N'água e na pedra amor deixa gravados
seus hieróglifos e mensagens, suas
verdades mais secretas e mais nuas.

"Entre o ser e as coisas"
Carlos Drummond

quarta-feira, 29 de fevereiro de 2012

Fiel

Foi melhor assim, pensou Marisa enquanto abria o maço dos cigarros que Joalvo não suportava. Arrancou o papel cinza que os envolvia e, por força do hábito, aspirou profundamente o cheiro inebriante do tabaco. Era tudo o que se permitia fazer desde que fundira ao dele o seu endereço.

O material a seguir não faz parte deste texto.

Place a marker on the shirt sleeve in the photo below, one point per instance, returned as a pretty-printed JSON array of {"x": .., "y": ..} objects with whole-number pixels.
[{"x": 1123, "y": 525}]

Retirou um cigarro, colocando-o, com movimentos lentos, na boca entreaberta, e, com o isqueiro antigo, que ganhara de outro homem, num passado tão remoto que ela não conseguia ligar ao presente, acendeu a ponta, sugando calculada, mas vigorosamente, a fumaça através do filtro branco.

Viu os olhos dele. Olhos vivos e desolados, ao contato das suas palavras de despedida, do seu perfume agridoce, da sua face incólume. Não parecia haver restado traço algum do brilho úmido que tantas vezes havia gerado neles. Olhos secos. Agudos. Impotentes diante da resolução inabalável, consequência furtiva da ação de uma criatura dissolvente e imaterial que, sob relances míopes e tímidos, nascera às escondidas e ganhara aos poucos dimensões consideráveis, conduzida pelo balanço das vontades, tomando o leme de assalto e, num sopro mais forte que ameaçava revolver as águas, sussurrava aos seus ouvidos que era hora de aportar.

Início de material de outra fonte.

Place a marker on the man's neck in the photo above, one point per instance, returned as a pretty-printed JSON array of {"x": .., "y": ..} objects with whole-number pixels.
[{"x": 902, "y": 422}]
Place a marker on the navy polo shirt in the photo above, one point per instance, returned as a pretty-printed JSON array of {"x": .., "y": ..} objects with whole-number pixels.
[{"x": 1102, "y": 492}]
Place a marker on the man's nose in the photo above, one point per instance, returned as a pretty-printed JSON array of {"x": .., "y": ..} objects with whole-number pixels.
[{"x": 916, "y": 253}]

Uma lágrima escorreu solitária e se encontrou, na língua, com o cigarro, levando-a à ideia de uma inalação do fluido que é o símbolo e o resultado de uma emoção intensa e carregada de sentido. Quis a descida de mais uma, mas a serenidade já a dominava. Sem abandonar a beleza dos olhos de Joalvo, deu a última tragada.

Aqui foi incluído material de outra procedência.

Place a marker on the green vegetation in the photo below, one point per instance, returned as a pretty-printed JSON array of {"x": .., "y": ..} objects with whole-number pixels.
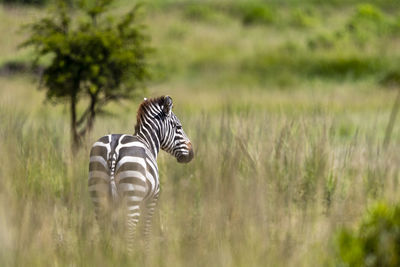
[
  {"x": 287, "y": 116},
  {"x": 93, "y": 59},
  {"x": 377, "y": 241}
]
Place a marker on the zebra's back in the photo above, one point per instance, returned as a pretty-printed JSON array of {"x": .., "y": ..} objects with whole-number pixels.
[{"x": 125, "y": 162}]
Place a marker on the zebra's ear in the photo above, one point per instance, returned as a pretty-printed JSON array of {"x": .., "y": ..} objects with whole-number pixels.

Nunca mais o veria. Mas prometeu-se, como fidelidade ao enlevo sublime que a elevara sem enganos à face mais calma do deleite, que a arrebatara por todos aqueles anos, tão sutil e tão definido, tão inteiro e tão gratuito, a um só tempo contido e transbordante, jamais esquecer os seus olhos.

Um comentário:

Gelly A. disse...

"Guardo dentro de mim seus olhos"... lembra?
Esses fins são sempre incrivelmente tristes, mas, ao mesmo tempo, geram textos assim, belos.